07 これからのこと
「まず、君たちには訓練と授業を受けてもらう。」その言葉に3人ほど嫌悪感をしめした。
ー異世界に来てまで授業とか...。
黒井はあからさまにがっかりしている。白木や一護も授業には乗り気でないらしい。
「授業は君たちにとってとても重要なものだ。君たちの世界とこちらではマナーが違う。これから勇者として活躍していくのだから、貴族や王族とも必然的に関わる。だから、そう言う時に知識やマナーがないと君たちの評価が下がってしまう。」
わかるかな?と王太子が言うと、不満顔だった3人も納得したように頷く。
因みに清水は....
ー異世界のこと学べるとか楽しすぎでしょ!
と言うような調子である。勤勉でよろしい。
「それで、訓練についてだけど、まずクロイ殿とシラキ殿。君たちは騎士団長のガイウスに剣を教わってもらう。それから、魔法に関しては、宮廷魔法使いのユルグ、さっきの魔法使いだ。彼に教わってもらう。これは5人全員だ。そしてイチゴ嬢、君は隠密に関して個別で我が国の諜報部隊から教わってもらう。」
それから、と清水に顔を移しながら話を続ける。
「シミズ嬢、君は神聖魔法にも適性があるから聖女から教わってもらう。こんな感じだが質問は?」
皆が首を横に振るのを確認すると王太子は部屋を用意する、と言った。
今日は疲れているだろうから個人の部屋で休んでほしいとのことだ。侍女もあとで手配するらしく、今日の食事は部屋でとることとなりそうだ。

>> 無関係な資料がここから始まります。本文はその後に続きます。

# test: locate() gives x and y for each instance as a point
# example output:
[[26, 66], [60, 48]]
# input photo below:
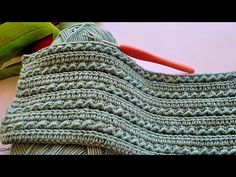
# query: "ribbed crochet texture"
[[86, 97]]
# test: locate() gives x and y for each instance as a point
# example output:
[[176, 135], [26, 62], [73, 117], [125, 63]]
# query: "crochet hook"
[[146, 56]]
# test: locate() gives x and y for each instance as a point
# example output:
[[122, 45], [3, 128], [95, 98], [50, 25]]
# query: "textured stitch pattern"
[[90, 95]]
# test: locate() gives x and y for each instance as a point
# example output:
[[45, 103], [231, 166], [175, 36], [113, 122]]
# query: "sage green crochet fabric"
[[81, 96]]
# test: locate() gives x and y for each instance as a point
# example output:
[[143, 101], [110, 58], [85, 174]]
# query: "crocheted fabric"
[[82, 94]]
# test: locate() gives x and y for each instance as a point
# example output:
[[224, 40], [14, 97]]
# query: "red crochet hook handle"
[[146, 56]]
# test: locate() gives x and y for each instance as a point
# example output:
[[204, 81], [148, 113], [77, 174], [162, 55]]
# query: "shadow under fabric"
[[81, 96]]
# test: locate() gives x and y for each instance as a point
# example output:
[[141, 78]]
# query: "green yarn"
[[80, 96]]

正直、ずっと周囲の声を聞いていて疲れていた夜にとってはありがたい話だった。
(ヘッドホンして休みたい)
心の声が頭に響くのでヘッドホンをしたところで、あまり変わらないが、要は気持ちの問題である。少なくともヘッドホンをしていれば、耳に届く音は妨げられる。
(はやく1人になりたい...。)
そう思い、密かにため息を吐くのだった。